Tezos and Functional Programming

OCaml, the language of the Tezos protocol

The Tezos protocol is written in OCaml, a general purpose industrial-strength programming language with an emphasis on expressiveness and safety. It is the technology of choice in companies where speed is crucial and a single mistake can cost millions. It has a large standard library, which makes it useful for many of the same applications as Python or Perl, and it has robust modular and object-oriented programming constructs that make it applicable for large-scale software engineering. Many top companies use OCaml, including Facebook, Bloomberg, Docker, and Jane Street.

OCaml Resources

What is functional programming? How is it different from other paradigms?

Functional programming is a programming paradigm — a style of building the structure and elements of computer programs — that treats computation as the evaluation of mathematical functions and avoids changing-state and mutable data.
It is a declarative programming paradigm, which means programming is done with expressions or declarations instead of statements.

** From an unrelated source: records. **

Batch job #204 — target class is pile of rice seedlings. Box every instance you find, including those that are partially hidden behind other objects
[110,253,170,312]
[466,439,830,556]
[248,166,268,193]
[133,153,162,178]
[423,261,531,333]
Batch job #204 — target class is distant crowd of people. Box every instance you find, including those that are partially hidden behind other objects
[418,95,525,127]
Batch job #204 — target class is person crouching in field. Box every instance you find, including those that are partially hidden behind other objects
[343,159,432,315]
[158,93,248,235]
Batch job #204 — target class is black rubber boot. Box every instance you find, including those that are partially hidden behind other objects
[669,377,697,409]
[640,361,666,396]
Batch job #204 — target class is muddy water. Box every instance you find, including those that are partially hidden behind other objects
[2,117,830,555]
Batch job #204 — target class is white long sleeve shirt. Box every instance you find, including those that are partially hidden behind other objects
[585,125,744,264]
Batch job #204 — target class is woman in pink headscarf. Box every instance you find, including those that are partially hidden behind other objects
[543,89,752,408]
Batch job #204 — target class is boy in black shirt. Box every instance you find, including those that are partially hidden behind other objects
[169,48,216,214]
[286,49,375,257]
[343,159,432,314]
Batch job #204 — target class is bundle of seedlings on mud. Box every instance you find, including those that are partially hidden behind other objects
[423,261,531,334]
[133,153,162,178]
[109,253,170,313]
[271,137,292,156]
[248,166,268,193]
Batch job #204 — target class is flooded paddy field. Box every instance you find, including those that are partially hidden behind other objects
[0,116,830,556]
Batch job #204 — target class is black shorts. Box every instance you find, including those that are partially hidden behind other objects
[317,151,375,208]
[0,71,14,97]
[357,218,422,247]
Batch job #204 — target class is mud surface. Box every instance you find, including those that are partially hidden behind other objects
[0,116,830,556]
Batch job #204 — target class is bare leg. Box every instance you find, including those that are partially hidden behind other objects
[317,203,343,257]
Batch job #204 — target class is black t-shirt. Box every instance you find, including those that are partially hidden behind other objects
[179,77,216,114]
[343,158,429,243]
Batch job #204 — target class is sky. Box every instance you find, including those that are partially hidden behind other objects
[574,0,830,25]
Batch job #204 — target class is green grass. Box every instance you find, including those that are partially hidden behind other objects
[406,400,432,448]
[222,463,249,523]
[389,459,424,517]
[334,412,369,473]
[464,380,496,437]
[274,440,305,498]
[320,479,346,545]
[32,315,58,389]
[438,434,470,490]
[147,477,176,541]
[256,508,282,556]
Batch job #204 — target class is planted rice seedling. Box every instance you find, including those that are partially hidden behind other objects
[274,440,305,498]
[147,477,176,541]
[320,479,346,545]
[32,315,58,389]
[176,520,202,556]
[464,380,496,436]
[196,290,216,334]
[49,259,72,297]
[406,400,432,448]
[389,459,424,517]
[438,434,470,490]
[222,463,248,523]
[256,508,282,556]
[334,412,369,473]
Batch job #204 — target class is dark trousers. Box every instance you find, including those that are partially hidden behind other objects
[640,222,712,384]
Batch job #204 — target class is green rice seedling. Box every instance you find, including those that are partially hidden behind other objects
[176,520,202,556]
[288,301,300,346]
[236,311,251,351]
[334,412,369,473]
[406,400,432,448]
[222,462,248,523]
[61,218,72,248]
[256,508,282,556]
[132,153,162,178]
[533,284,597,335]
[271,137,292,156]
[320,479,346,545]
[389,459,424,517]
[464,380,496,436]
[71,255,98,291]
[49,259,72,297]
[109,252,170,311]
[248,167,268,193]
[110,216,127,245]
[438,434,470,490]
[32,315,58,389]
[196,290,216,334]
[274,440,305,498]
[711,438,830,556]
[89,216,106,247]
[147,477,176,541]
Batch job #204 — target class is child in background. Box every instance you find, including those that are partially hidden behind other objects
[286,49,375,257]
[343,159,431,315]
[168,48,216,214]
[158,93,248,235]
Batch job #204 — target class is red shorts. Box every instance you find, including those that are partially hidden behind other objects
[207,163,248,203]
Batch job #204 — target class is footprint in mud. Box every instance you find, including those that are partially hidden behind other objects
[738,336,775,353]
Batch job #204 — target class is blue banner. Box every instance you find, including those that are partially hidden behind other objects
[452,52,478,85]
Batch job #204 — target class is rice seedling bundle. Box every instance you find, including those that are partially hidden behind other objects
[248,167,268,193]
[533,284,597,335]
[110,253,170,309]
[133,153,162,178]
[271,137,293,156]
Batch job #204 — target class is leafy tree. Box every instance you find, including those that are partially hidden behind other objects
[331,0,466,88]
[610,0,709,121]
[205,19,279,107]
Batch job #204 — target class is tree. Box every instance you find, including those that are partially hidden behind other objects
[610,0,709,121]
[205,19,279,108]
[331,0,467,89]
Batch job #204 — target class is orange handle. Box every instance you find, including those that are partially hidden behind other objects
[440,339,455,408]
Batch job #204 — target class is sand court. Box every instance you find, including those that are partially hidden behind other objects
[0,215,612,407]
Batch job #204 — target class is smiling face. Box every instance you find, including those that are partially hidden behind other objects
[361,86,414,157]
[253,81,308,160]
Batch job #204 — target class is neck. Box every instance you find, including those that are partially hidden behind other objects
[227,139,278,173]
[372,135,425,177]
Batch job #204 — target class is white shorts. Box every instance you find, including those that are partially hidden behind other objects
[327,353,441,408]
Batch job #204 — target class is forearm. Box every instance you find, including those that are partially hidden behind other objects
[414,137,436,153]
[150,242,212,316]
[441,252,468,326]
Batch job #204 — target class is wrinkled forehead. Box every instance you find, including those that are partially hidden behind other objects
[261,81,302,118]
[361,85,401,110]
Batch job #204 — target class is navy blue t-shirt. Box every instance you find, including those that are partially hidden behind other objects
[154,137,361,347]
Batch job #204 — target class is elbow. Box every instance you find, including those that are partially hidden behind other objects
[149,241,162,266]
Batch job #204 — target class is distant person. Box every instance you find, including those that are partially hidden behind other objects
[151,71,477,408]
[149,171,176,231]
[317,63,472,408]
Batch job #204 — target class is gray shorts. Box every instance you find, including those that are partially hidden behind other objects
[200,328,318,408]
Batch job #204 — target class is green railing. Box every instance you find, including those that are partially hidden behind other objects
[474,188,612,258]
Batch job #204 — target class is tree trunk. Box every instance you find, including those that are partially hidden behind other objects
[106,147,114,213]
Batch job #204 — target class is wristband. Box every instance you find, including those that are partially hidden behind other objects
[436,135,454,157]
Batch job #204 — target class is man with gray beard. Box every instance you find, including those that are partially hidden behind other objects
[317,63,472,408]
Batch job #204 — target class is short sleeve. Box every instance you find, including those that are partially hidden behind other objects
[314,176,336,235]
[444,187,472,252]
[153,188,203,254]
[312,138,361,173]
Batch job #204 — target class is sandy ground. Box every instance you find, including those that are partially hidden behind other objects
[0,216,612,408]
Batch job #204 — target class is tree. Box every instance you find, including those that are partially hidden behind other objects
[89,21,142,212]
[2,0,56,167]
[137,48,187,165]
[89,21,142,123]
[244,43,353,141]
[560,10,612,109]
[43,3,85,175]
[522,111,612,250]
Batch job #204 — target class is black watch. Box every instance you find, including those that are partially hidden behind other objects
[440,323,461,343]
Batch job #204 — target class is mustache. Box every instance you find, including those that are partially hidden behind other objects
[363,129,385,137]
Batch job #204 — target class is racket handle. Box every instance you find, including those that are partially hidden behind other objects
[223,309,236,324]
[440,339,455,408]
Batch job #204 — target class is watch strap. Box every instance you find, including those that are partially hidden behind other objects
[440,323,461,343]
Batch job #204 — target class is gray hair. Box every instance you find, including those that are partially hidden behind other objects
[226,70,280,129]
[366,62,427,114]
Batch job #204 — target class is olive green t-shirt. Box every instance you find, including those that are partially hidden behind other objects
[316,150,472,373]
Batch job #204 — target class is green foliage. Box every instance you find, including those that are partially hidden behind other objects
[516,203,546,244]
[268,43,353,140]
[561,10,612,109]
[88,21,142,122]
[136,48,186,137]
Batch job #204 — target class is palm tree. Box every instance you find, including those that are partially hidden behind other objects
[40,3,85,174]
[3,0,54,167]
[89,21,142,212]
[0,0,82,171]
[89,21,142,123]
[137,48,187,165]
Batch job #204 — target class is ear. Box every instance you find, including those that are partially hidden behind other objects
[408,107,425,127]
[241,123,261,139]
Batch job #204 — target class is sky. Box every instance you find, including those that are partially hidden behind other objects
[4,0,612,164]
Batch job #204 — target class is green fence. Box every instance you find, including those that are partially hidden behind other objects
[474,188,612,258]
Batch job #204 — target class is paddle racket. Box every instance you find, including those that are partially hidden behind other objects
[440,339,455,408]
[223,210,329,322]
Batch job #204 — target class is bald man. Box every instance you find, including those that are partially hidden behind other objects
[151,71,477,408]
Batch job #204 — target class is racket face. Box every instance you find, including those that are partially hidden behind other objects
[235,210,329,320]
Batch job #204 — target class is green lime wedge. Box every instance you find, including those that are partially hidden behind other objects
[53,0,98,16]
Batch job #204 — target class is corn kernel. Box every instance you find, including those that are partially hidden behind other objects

In functional code, the output value of a function depends only on the arguments that are passed to the function, so that calling a function f twice with the same value for an argument x produces the same result f(x) each time. This is in contrast to procedures that depend on a local or global state, which may produce different results at different times when called with the same arguments but a different program state. Eliminating side effects, i.e. changes in state that do not depend on the function inputs, can make it much easier to understand and predict the behavior of a program, which is one of the key motivations for the development of functional programming.